University Lake is a reservoir with a surface area of 8 acres and an average depth of 10 feet. The volume of the lakes is 222.2 acre-ft. University Lake receives water from stream inflow at a rate of 302 acre-ft/year (373 million L/year) with phosphorus (P) concentration of 0.045 mg P/L. Direct precipitation to the lake totals 80 cm/year and has a phosphorus (P) concentration of 0.011 mg/L. Estimated lake evaporation is 1.89 million L/year. The stream outflow from the lake is 297 acre-ft/year (366 million L/year). You can assume that the evaporation is pure water and carries no other chemicals with it. (There are 1233.5 m3 in 1 acre-ft) Show all of your work! (Hand write calculations and submit assignment in class.)
1. Draw a diagram showing all the inputs and outputs into University Lake (show flows and contaminants in a box model).
2. Determine the average residence time of phosphorus in the lake in days.
3. What is the surface area of the lake in meters squared? What is the Q (flow) of water to the lake from direct precipitation in meters cubed per year?
4. What is the concentration of phosphorus in the lake? (report in µg/L, assume that the concentration associated with the out flow equals the concentration in the lake).
Discussion Questions: address all questions in short essay format (use your text and Carlson’s paper):
1. What is eutrophication, and why is it an ecosystem effect?
2. What is the “twofold effect” of sediment pollution?
3. Based on your calculations in question 4, what is the trophic status of the lake using Carlson’s Trophic State Index? What does this trophic status imply about the lake? What would the associated Secchi depth transparency be, and what would that tell us?

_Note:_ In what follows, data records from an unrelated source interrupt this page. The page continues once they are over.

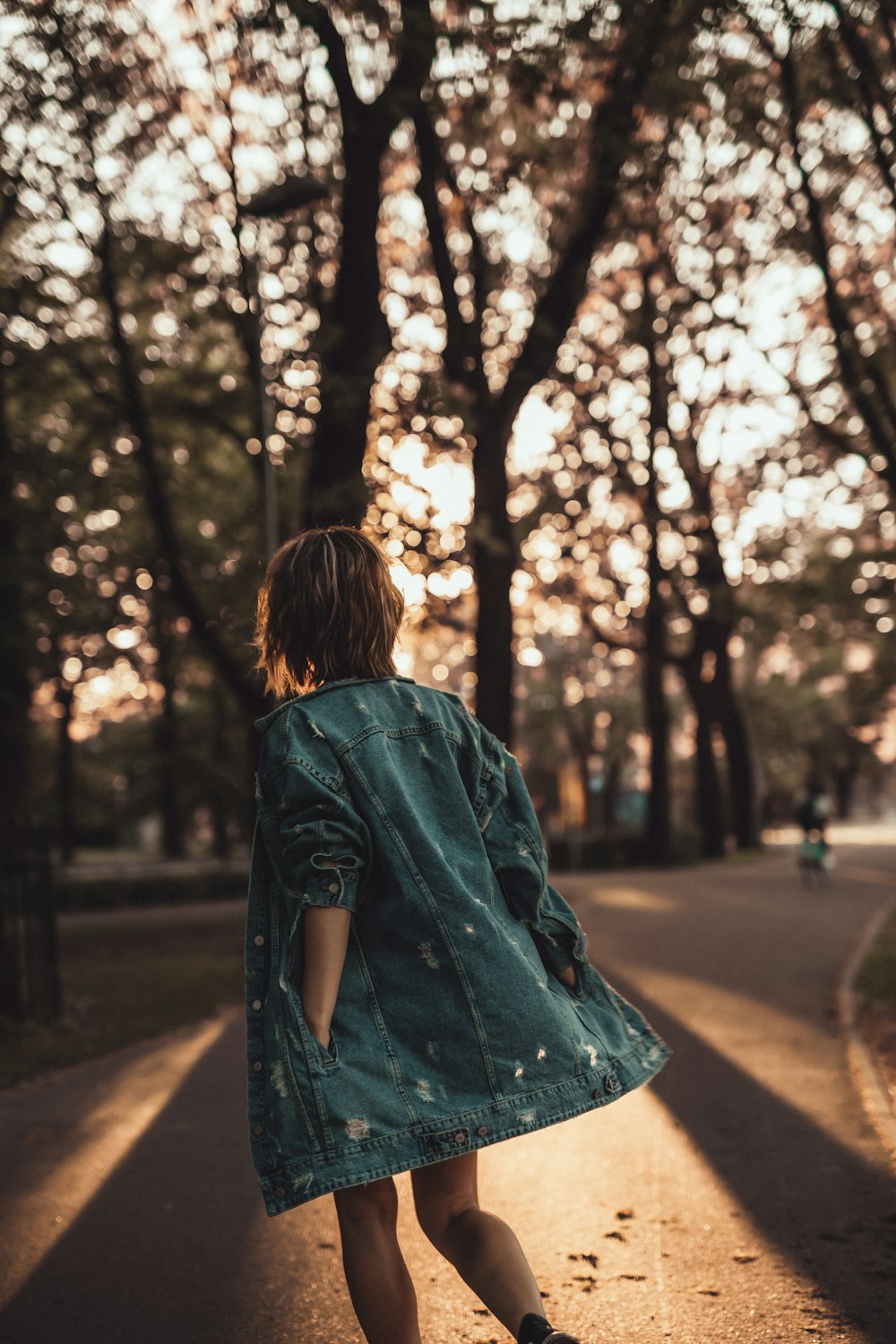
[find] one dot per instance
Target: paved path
(743, 1196)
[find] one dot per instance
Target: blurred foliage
(626, 304)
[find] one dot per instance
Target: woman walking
(416, 989)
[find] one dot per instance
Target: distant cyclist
(812, 816)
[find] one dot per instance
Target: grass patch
(128, 981)
(876, 980)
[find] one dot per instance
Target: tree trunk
(66, 779)
(656, 710)
(611, 777)
(167, 739)
(495, 556)
(355, 340)
(742, 774)
(707, 787)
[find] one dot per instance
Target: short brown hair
(328, 609)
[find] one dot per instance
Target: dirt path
(743, 1196)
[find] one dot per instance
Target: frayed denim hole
(325, 859)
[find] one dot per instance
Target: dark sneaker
(535, 1330)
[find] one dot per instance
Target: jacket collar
(263, 723)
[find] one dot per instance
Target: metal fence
(29, 956)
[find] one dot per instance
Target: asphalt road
(743, 1196)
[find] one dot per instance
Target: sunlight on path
(34, 1219)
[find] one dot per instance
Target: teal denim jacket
(452, 1030)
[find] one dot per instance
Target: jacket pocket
(322, 1056)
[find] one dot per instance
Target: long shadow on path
(159, 1254)
(831, 1212)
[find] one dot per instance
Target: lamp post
(284, 198)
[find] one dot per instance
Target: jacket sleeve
(517, 857)
(322, 847)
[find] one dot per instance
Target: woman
(416, 989)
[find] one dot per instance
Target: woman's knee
(443, 1193)
(376, 1202)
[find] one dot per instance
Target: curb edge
(872, 1089)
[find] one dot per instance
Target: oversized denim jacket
(452, 1030)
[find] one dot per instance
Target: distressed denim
(452, 1030)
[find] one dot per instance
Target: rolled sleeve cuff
(336, 887)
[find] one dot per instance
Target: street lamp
(284, 198)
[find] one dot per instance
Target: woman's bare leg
(378, 1279)
(482, 1249)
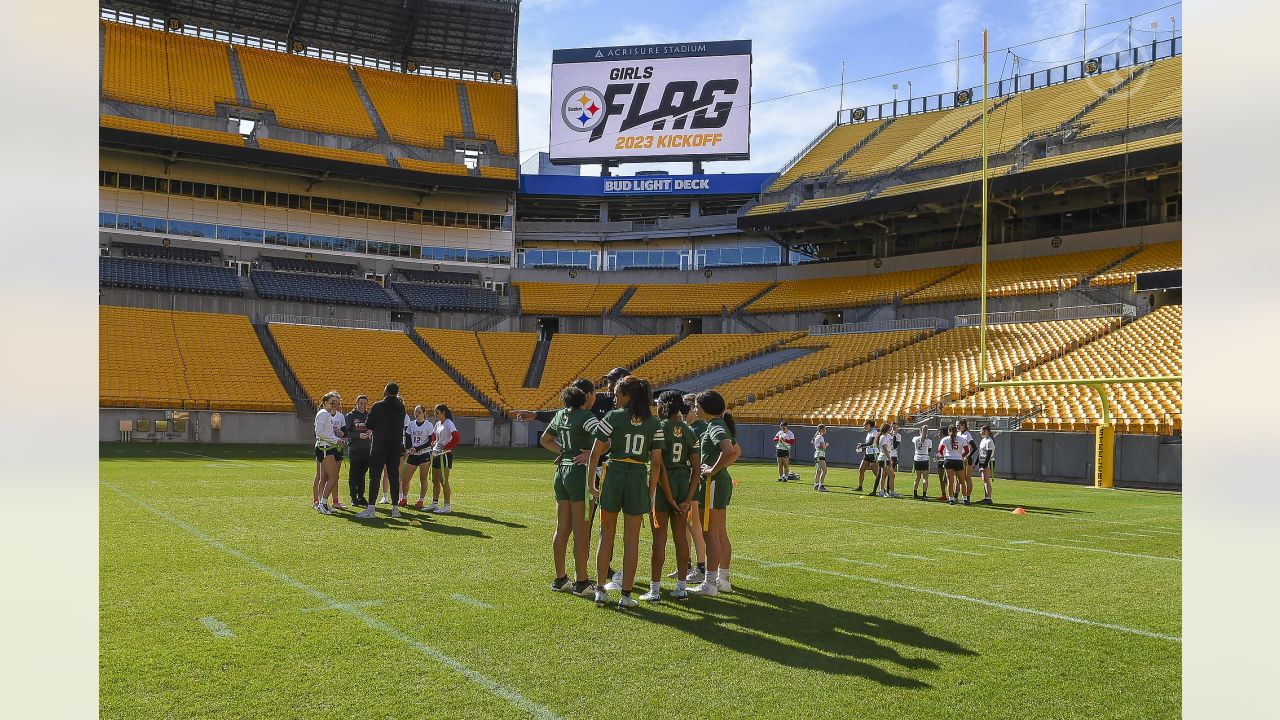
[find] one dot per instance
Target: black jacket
(387, 420)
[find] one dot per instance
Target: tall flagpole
(982, 311)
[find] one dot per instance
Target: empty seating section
(836, 352)
(923, 374)
(167, 130)
(826, 151)
(415, 110)
(434, 297)
(320, 151)
(1153, 96)
(432, 167)
(304, 265)
(830, 294)
(903, 140)
(1150, 259)
(493, 113)
(328, 290)
(163, 253)
(690, 299)
(1023, 276)
(698, 354)
(168, 277)
(323, 360)
(305, 92)
(1151, 346)
(184, 360)
(566, 299)
(1022, 114)
(165, 69)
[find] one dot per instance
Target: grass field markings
(961, 551)
(487, 683)
(471, 601)
(979, 601)
(867, 563)
(359, 604)
(216, 627)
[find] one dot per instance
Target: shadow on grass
(800, 633)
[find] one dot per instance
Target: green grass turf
(453, 618)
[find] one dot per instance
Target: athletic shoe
(707, 588)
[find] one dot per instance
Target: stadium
(298, 199)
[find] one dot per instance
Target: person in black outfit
(357, 445)
(387, 422)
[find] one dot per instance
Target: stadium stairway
(301, 401)
(494, 409)
(534, 377)
(728, 373)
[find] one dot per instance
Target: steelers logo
(583, 109)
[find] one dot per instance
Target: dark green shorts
(723, 491)
(625, 488)
(679, 479)
(570, 483)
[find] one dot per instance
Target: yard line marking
(216, 627)
(489, 684)
(868, 563)
(984, 602)
(471, 601)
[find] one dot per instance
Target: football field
(224, 595)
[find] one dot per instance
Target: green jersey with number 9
(629, 437)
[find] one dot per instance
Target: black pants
(356, 470)
(388, 459)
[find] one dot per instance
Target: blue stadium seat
(333, 290)
(170, 277)
(434, 297)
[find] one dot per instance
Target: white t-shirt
(952, 450)
(923, 445)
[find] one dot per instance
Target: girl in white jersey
(986, 463)
(920, 447)
(328, 445)
(819, 459)
(417, 451)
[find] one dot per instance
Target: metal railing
(878, 326)
(1074, 313)
(334, 323)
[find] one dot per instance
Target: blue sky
(799, 45)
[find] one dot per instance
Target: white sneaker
(707, 588)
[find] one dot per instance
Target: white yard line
(480, 679)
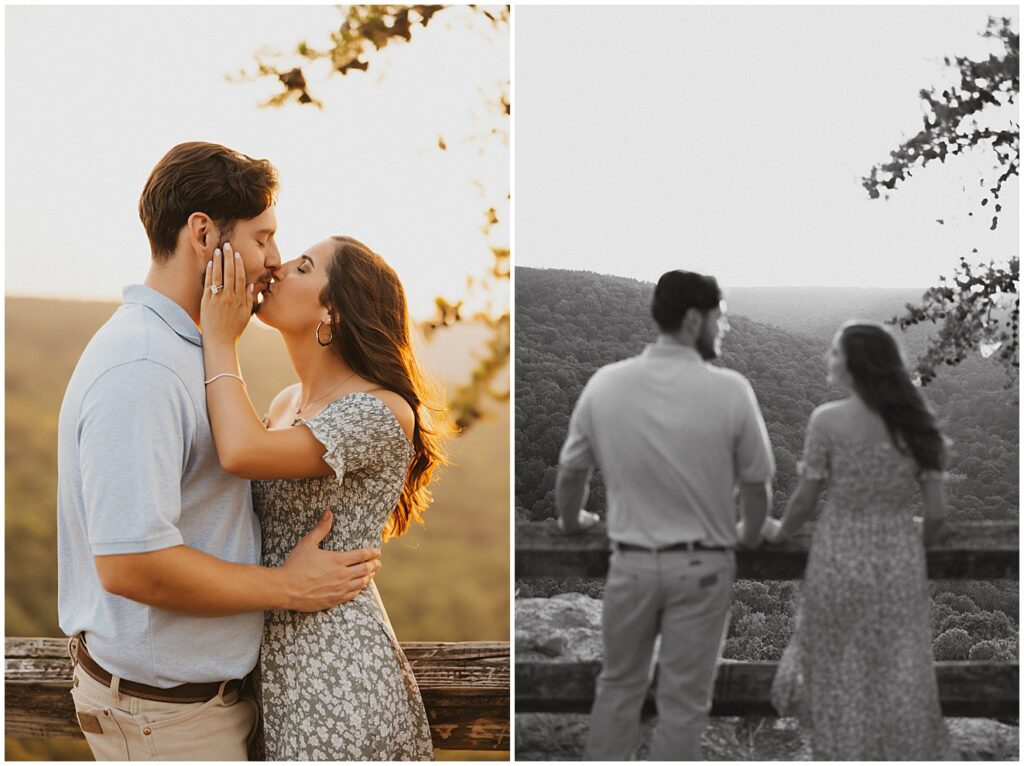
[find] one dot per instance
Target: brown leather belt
(186, 692)
(694, 546)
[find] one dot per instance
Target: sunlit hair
(881, 379)
(370, 331)
(200, 177)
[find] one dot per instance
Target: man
(158, 547)
(673, 437)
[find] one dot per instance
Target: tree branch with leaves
(365, 31)
(978, 308)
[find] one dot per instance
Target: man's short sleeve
(578, 451)
(755, 462)
(135, 430)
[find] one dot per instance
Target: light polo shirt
(673, 436)
(137, 471)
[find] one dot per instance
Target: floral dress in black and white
(858, 671)
(335, 684)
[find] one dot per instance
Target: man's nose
(272, 259)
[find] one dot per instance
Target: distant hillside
(817, 311)
(568, 324)
(444, 582)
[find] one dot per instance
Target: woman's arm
(245, 447)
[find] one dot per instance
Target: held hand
(227, 300)
(743, 542)
(320, 580)
(585, 520)
(772, 529)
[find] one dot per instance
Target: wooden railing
(977, 550)
(985, 550)
(465, 689)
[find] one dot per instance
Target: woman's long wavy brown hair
(882, 381)
(370, 331)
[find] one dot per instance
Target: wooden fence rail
(985, 550)
(966, 689)
(465, 689)
(978, 550)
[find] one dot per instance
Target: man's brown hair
(200, 177)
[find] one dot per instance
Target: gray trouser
(684, 597)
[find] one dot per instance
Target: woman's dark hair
(677, 292)
(199, 177)
(881, 379)
(370, 331)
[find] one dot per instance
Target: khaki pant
(134, 729)
(684, 597)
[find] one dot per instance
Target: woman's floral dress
(859, 671)
(335, 684)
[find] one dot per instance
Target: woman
(859, 669)
(351, 435)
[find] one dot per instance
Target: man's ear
(203, 235)
(692, 321)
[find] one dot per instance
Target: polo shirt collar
(672, 351)
(172, 314)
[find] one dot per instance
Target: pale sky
(732, 140)
(95, 96)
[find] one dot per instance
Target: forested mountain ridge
(568, 324)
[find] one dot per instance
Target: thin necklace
(298, 410)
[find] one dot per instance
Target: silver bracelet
(222, 375)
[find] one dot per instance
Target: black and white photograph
(766, 383)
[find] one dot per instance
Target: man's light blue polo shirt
(138, 472)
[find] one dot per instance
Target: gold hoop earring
(328, 343)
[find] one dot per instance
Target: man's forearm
(187, 581)
(754, 508)
(571, 488)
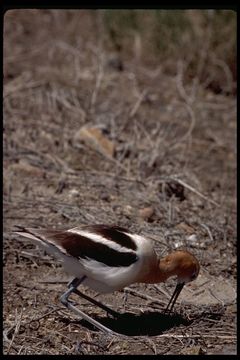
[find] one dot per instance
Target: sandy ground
(159, 163)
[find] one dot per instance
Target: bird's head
(182, 264)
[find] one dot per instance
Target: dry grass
(175, 151)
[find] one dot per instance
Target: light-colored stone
(96, 139)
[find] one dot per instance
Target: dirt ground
(90, 137)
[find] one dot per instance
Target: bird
(107, 258)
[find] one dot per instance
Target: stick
(195, 191)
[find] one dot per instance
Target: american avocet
(108, 258)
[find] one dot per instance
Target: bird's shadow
(147, 323)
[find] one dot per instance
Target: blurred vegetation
(162, 37)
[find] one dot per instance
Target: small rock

4. If you could manipulate the average residence time of the lake to help reduce the amount of phosphorus in the system, what would you need to change?
5. The water from the lake will eventually drain into the Gulf of Mexico contributing to the dead zone. Explain the impact of this flow into the Gulf of Mexico. What is meant by “cultural eutrophication” (see “A Closer Look,” 19.2).
6. What are some ways that we can reduce phosphorus and nitrogen loading to lakes and streams? Consider specific best management practices (BMPs) within a watershed that would help reduce nutrient loading.